E foi na inconsciência dos sonhos que seus medos retornaram com mais força do que nunca. Olhos gigantescos a perseguiam e a observavam. A moça corria depressa, entre a densa névoa branca que impedia a visão de tudo o que estava a mais de um palmo de distância. Corria em caminho ao desconhecido, fugindo dos olhos maldosos, avermelhados, meio irritados pela cortina de fumaça cor de sangue que brotava do solo.

O caminho de terra, delimitado por pequenas pedras escarlates, conforme os passos de Livia, levantava uma poeira fina que, só por sair do chão, mudava de cor passando do mórbito cinza ao vívido vermelho. A visão escassa fazia com a moça desejasse correr cada vez mais depressa. Mas não importava o quão rápidas suas pernas podiam ser. Não importava o quanto tentava se esconder. Continuava a ser perseguida.

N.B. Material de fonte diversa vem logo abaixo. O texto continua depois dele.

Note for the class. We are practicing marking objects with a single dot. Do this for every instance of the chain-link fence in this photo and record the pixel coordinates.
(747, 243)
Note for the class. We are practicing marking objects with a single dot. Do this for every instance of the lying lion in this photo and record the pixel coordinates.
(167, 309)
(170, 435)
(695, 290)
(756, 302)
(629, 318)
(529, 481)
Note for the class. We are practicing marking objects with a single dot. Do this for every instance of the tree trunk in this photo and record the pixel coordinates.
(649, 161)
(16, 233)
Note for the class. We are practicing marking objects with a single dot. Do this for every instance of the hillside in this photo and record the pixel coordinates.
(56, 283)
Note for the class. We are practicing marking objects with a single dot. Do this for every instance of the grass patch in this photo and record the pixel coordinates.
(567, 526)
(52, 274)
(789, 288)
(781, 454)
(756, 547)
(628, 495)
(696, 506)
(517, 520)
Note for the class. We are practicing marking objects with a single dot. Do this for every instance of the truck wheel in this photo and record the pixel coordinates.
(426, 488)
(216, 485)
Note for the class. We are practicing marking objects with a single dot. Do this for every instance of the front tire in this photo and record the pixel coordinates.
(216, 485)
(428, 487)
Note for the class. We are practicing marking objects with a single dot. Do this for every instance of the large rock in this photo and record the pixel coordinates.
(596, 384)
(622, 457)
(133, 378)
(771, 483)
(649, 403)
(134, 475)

A paisagem mudava aos poucos. A neblina, aos poucos, deixava de ser tão evidente. O local era mais nítido do que nunca. O que via ao seu redor eram ossos que montavam esqueletos humanos perfeitos. Naquele instante, notava o quanto havia sido tola. Percebia, enfim, que fora guiada, feito um animal que foge de chicoteadas de seu dono, em direção à morte. A morte, certamente, era o local onde estava... Se é que a morte é deveras um local.

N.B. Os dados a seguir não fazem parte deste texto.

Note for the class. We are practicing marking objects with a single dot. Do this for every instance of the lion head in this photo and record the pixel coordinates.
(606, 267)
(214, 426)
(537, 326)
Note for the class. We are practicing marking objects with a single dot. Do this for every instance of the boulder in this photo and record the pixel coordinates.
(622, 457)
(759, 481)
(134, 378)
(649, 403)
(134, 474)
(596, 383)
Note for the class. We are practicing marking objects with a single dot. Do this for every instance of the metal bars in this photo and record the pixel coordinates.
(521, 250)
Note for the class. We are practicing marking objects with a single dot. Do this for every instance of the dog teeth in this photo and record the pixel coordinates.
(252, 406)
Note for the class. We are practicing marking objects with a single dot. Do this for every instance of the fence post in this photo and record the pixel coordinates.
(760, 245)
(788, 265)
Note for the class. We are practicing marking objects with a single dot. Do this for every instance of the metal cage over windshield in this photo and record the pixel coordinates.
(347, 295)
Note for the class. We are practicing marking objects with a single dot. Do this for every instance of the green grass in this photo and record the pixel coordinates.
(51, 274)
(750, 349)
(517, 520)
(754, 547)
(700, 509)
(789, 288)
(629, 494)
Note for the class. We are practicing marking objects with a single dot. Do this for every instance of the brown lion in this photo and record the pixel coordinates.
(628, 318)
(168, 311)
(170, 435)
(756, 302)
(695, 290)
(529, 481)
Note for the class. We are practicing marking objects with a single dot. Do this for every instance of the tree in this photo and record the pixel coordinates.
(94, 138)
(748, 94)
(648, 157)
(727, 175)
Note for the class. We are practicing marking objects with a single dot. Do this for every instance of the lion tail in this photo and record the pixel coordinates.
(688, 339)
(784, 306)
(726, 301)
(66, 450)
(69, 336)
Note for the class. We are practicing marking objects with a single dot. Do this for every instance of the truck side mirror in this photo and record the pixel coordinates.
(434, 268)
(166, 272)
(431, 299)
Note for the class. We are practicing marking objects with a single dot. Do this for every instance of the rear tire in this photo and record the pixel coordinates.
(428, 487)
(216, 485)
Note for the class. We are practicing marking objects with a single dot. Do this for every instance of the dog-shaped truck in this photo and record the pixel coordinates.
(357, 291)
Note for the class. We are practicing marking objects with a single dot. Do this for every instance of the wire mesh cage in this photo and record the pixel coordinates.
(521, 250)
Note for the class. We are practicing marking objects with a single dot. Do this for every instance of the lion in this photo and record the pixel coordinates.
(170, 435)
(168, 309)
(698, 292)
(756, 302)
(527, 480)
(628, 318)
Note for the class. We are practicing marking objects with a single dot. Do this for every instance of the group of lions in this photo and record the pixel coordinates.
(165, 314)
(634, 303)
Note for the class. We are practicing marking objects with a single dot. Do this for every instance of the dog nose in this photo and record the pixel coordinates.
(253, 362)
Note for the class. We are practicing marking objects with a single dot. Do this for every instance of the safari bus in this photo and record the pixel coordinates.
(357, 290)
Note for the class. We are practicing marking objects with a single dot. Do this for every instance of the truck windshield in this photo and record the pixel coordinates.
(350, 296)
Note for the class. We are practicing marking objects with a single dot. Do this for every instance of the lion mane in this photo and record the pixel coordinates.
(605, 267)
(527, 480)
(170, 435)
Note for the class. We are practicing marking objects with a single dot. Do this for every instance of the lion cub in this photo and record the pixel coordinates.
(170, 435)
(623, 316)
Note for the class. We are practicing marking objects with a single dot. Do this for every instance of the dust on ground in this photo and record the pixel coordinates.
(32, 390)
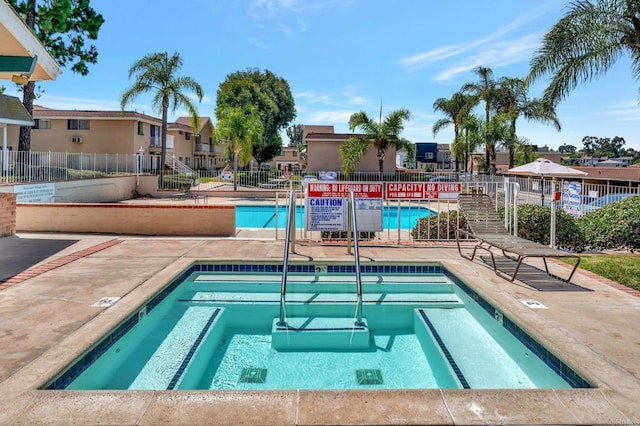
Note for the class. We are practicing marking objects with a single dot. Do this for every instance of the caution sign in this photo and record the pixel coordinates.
(327, 206)
(423, 190)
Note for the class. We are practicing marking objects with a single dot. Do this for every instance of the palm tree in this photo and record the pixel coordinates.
(382, 134)
(585, 43)
(470, 137)
(511, 98)
(157, 72)
(455, 109)
(240, 129)
(484, 90)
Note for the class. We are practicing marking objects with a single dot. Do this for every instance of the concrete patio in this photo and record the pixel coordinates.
(47, 321)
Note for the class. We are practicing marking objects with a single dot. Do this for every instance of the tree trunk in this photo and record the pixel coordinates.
(163, 142)
(28, 90)
(235, 171)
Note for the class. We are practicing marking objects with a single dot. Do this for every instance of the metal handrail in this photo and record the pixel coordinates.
(356, 253)
(285, 264)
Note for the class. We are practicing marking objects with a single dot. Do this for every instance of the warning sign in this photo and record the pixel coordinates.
(327, 206)
(423, 190)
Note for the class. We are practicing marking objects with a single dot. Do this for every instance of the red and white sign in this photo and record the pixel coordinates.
(327, 206)
(342, 190)
(423, 190)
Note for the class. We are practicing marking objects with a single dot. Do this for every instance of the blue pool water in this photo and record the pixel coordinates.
(266, 216)
(218, 329)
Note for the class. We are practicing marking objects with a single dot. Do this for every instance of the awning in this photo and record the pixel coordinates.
(21, 53)
(13, 112)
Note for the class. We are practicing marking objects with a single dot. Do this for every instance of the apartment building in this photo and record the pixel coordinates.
(117, 132)
(196, 149)
(322, 152)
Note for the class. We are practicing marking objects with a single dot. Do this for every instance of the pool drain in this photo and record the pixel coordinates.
(105, 302)
(253, 375)
(369, 377)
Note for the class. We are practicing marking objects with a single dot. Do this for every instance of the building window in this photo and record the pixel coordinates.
(75, 124)
(39, 123)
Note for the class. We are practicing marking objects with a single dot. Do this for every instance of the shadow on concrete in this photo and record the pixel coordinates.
(19, 254)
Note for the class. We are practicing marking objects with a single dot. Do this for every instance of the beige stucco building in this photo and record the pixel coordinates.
(323, 152)
(116, 132)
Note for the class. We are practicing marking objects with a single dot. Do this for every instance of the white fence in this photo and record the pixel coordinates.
(24, 167)
(29, 166)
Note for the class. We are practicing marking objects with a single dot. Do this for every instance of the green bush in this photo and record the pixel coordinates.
(613, 227)
(441, 227)
(343, 235)
(534, 224)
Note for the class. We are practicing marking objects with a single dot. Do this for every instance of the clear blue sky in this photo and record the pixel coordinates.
(342, 56)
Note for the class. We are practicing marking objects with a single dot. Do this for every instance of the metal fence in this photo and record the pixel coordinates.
(24, 167)
(30, 166)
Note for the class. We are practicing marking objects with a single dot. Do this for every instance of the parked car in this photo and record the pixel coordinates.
(447, 178)
(605, 200)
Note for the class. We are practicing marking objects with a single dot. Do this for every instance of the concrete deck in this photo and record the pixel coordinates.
(47, 321)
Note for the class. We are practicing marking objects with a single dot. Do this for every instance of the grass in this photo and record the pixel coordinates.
(622, 268)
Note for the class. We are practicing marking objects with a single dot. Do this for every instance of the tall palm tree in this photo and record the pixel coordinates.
(484, 90)
(382, 134)
(512, 99)
(470, 137)
(240, 129)
(156, 72)
(455, 109)
(585, 43)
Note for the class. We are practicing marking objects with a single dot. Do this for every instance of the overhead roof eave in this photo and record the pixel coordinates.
(13, 112)
(19, 41)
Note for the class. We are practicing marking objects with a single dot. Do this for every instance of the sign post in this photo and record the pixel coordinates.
(327, 206)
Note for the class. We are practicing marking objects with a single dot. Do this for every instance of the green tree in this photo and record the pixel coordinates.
(156, 72)
(470, 138)
(455, 109)
(603, 147)
(511, 98)
(567, 149)
(382, 134)
(585, 43)
(484, 90)
(271, 95)
(239, 129)
(295, 134)
(62, 26)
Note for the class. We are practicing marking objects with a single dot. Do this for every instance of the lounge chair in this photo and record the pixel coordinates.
(485, 226)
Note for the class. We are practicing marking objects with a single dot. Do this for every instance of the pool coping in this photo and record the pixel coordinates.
(611, 402)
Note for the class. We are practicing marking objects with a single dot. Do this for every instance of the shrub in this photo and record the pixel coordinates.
(613, 227)
(534, 223)
(441, 227)
(343, 235)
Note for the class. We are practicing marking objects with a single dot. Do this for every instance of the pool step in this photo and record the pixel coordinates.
(319, 333)
(435, 300)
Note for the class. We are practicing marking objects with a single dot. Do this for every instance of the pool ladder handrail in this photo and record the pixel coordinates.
(285, 264)
(356, 253)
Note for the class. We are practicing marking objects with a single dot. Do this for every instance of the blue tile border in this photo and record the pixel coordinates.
(192, 350)
(445, 351)
(552, 361)
(72, 372)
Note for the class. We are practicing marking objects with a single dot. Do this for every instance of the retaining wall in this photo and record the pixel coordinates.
(7, 214)
(135, 219)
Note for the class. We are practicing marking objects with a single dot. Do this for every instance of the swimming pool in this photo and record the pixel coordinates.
(266, 216)
(215, 327)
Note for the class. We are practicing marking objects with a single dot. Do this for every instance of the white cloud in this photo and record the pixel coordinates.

O forte cheiro de podridão vinha de uma imensa cachoeira de sangue. Bastou observa-la, por pouco tempo, e seu corpo era invadido por um calor infernal e uma vontade, consecutiva, de se deliciar em um refrescante banho nas "águas" avermelhadas daquele rio. A mulher se aproximava, lentamente. Tirava os seus delicados sapatos de boneca e, só então, percebia estar trajando um pesado vestido rodado cor-de-rosa. Tocava os pés no sangue e buscava seu reflexo. Mas era incapaz de ver-se refletida em um líquido tão opaco. Enquanto tentava, em vão, enxergar-se ali, via emergir um par de perfeitos olhos. Os mesmos olhos...

Livia deu um pulo assustada. Fechou os próprios olhos, com força. Quando tornou a abri-los, toda a escuridão de seu sonho havia passado. Nenhuma nuvem atrapalhava o belo nascimento do sol através da janela fechada. O único par de olhos que via estava fechado. Heitor dormia, tranquilamente. Livia respirava ofegante, nos braços do amado.